The exhibit hall was left without heating overnight, which was to our benefit. When I went in this morning to check the internal temperature, I got a reading of 12° C. I have attended and/or worked at three real ale festivals in the UK, and have a little bit of an idea as to how to regulate the temperature. I hastily crafted a set of ice saddles out of ziplock baggies and clothespins that should work just fine.

More pictures to come later today, as things get further set up and the festival opens. Unfortunately for me, I have to be onstage for the local theater group tonight and tomorrow, so I will be driving the hour back up to Oakridge, going onstage, dying, and then rushing back to Eugene.

Monday, February 2, 2009

Fresh Root Beer

I was intending to trot out with another informative (read: boring) discourse on the realities of cellaring real ale, when I passed A & W in Oakridge on the way down to Eugene for a quick shopping run. I was hopeful that this time the shopping run might entail a visit to a purveyor, or plural, of fine barley-oriented beverages. This would purely be, of course, as a reward of my bravery in attempting to shop sensibly. Success has been achieved, thanks to my vehicle's tendency to navigate to McMenamins High Street Cafe while in Eugene. That's my wife's vehicle, actually, as mine has no brake lights, amongst other electrical features, due to mice and their industrious incisors.
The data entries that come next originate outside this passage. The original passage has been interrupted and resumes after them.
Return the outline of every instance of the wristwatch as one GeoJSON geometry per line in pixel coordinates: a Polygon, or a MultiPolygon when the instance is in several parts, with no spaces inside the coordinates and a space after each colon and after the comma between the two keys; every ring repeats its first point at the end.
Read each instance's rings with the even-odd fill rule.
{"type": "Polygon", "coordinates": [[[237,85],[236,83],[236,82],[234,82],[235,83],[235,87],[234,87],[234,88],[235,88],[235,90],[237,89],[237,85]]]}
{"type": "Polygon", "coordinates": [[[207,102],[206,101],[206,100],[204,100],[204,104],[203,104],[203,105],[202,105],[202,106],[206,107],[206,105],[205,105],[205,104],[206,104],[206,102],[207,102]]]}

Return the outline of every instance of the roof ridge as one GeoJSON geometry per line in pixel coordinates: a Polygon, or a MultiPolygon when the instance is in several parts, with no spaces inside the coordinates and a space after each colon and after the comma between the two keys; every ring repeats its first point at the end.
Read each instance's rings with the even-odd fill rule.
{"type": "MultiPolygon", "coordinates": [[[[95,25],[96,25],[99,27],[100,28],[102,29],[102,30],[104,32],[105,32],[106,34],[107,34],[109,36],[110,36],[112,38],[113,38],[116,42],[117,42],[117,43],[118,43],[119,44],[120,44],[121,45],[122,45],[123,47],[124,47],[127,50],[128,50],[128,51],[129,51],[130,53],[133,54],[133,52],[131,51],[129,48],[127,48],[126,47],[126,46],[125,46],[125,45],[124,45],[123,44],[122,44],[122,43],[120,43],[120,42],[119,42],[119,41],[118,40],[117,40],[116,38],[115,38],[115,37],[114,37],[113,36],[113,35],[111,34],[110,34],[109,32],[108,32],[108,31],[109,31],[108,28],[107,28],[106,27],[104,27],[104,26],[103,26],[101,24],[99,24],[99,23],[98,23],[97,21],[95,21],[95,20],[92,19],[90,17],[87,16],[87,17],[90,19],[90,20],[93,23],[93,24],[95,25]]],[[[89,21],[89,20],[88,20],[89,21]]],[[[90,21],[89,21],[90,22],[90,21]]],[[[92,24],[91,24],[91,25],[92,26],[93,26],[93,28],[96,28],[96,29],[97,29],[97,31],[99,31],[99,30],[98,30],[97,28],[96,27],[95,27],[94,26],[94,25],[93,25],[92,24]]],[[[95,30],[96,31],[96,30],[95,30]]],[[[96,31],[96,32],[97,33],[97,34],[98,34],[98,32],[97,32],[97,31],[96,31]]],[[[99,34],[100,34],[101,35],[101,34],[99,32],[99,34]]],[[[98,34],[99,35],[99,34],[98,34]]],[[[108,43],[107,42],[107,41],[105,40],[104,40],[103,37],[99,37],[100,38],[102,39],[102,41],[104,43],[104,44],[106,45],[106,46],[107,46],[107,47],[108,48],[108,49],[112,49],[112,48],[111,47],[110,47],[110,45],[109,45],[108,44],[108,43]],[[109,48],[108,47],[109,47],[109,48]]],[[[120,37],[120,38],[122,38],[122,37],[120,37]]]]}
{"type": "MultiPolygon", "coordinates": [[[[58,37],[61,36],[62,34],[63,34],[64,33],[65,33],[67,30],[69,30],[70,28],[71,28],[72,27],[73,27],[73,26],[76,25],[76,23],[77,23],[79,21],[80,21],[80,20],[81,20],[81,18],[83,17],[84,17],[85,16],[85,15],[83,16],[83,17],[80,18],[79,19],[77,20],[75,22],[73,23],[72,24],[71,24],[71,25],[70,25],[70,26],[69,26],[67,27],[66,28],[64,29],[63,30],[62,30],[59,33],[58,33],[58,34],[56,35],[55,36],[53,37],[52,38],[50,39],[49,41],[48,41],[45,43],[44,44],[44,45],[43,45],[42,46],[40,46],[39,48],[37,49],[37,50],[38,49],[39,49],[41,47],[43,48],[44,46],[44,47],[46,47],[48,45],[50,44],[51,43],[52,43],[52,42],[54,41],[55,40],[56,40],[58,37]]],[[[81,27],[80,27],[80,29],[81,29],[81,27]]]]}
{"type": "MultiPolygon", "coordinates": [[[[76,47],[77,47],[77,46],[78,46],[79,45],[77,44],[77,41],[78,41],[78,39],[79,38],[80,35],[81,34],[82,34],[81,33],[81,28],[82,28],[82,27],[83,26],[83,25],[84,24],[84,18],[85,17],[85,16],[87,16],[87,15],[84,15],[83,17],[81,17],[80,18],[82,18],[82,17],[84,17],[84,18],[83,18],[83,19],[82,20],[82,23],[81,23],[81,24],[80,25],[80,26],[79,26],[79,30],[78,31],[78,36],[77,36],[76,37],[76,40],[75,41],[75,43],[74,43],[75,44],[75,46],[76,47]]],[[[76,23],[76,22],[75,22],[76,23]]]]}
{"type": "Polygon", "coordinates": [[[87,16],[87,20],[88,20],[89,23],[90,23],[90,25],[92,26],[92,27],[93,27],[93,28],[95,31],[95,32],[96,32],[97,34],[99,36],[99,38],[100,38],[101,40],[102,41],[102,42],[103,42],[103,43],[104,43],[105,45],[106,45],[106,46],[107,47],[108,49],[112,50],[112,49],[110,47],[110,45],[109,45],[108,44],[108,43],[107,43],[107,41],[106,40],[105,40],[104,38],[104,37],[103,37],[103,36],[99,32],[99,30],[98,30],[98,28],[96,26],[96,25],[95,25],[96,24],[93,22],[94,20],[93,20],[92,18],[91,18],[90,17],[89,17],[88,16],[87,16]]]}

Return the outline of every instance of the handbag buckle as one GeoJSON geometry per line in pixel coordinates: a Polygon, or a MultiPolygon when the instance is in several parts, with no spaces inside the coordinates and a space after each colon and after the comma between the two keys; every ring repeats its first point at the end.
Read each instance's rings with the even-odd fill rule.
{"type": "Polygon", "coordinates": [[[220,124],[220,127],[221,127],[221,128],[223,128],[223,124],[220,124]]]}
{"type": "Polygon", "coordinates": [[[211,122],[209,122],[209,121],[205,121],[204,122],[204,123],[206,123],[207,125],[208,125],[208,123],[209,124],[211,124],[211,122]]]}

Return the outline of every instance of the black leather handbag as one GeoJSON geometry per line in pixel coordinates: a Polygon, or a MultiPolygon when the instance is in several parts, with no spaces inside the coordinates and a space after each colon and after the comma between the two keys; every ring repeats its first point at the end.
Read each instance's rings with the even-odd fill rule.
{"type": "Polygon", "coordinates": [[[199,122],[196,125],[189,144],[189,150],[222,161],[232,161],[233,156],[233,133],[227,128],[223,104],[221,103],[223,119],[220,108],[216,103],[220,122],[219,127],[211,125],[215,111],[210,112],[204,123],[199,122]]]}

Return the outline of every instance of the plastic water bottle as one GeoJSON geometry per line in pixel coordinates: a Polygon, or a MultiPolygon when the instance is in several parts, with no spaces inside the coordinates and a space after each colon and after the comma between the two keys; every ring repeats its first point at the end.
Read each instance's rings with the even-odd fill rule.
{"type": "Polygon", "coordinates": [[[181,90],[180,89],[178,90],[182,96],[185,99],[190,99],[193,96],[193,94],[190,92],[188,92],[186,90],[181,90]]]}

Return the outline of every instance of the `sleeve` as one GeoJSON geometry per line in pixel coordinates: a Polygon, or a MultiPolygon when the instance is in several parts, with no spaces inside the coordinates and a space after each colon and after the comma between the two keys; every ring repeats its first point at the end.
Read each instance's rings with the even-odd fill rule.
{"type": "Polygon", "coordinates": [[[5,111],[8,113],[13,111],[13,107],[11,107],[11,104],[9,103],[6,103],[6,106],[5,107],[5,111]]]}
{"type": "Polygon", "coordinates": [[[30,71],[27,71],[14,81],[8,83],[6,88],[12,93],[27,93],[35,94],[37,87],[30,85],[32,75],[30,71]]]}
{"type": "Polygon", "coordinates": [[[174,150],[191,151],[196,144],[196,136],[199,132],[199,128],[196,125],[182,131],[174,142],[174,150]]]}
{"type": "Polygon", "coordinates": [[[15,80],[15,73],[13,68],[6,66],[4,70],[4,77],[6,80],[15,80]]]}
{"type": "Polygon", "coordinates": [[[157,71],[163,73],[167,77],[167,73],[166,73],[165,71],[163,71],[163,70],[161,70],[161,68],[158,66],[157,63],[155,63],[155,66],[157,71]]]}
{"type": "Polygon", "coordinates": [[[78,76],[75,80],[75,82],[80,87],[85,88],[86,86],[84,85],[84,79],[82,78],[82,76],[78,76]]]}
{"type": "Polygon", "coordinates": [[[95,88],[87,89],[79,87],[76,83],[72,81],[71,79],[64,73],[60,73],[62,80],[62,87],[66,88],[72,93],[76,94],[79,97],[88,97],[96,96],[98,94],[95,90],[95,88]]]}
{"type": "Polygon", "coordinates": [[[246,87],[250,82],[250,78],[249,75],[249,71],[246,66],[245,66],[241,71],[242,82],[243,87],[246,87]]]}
Now, as many of you know, A & W is a pioneer in the manufacturing, promotion and retail of the acclaimed soft drink known as root beer. They have a multiplicity of franchises all over this fair land. I used to take my wee little daughters into our local (for lack of a better word) for a root beer float or two before they learned how to roll their eyes at me and say "Dad!" in that tell-tale, teenage accent. It is firmly etched in their gray matter. I hope.

So, all that blather above just to introduce the bit that caught my eye. The reader board, located as such to catch the travelers' eye, said "Root Beer, Made Fresh Daily". I didn't happen to notice a surfeit of Les Schwab tire skid marks opposite the "restaurant" in prospective patrons' efforts to toss back a fresh one, but the promotion is in its early stages and I admonish myself to be patient. But the rub here: am I to understand this bold, all-caps advertising strategy as suggesting that BOTH the fizzy soda water AND the root-beer-syrup-food-product are, as the precursors, suitably "fresh"? What exactly is "fresh root beer"? Are the CO2 bubbles in the peak of their hazardous existence?

Now beer, particularly real ale, cannot be made fresh daily. It can be made daily to be fresh at least two weeks out, but you wouldn't be interested in it the day it is brewed; at least not in the sense of one tipping back a pint of same. We do like to take a little sample as it tumbles into the fermenter after the heat exchanger, but mostly to see if it might be headed for the land of just plain awful or the magnificent realm of the sublime.

And I want you all to check back every hour or two to hear my further tales of the woes of beer finings, and I hope someone questions my over-use of quotation marks.